Employee handbook document on an office desk

Starting your own business can seem like a dream come true. Having the ability to create opportunities for others while watching your vision become a reality can be extremely rewarding. Hiring employees can be an exciting step forward but setting expectations and guidelines for your team can get lost in the shuffle.

As an employer, you are not required by law to have an employee handbook; however, it is in the best interest of the company and its employees to do so.

For starters, providing your staff with an employee handbook communicates what is expected from them by the company in a clear and consistent manner. Having policies related to attendance, dress code and harassment not only define the culture of your organization but also provide the structure that many employees need to fulfill their roles successfully.

Additionally, employee handbooks communicate what employees can expect from the company. This may include such information as available benefits, company holidays and workplace safety plans. Providing a written document that communicates this information not only empowers employees to answer frequently asked questions but also frees up time for human resources and management.

Another reason to create an employee handbook is CYA – cover your assets. At some point in the life of your business, you may find yourself on the receiving end of a Department of Labor or EEOC claim or complaint. Having an updated employee handbook that documents your policies and procedures plus the documentation to support that you followed those polices can protect your reputation and play a huge role in the outcome of frivolous claims against the business. Now that you know why it is so important to have an employee handbook, what do you do next?

Creating an employee handbook can be challenging and if not worded carefully, can do more harm than good. The key is documenting policies in an objective, unbiased way and being sure that all polices apply to all employees the same.
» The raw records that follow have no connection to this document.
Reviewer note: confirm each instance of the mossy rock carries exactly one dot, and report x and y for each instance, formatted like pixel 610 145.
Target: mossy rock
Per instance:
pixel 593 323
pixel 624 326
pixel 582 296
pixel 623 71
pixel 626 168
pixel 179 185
Proceed with caution when creating polices that exclude some or create even the appearance of favoritism will lead to problems down the road.
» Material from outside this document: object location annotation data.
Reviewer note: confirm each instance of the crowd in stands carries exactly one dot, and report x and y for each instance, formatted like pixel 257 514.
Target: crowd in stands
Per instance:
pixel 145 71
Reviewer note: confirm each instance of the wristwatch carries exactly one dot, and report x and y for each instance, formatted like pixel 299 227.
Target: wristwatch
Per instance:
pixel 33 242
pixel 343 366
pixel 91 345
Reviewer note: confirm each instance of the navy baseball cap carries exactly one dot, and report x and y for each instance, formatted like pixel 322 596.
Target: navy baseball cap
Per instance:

Once you’ve created your handbook, I strongly recommend that you have a human resource professional and maybe even an employment attorney to review it before distributing it to your team to ensure that the handbook is in alignment with current employment laws.

Finally, once you have your brand-new handbook, it’s best to distribute it to your entire team preferably at the same time during a staff meeting. Doing so will allow all the members of your team to give feedback or get clarification on any policy that isn’t clear to them and will give you an opportunity to have everyone to sign a written acknowledgment. That will document that they have received and understand they are responsible for knowing the information in the handbook. This prevents selective amnesia in the future.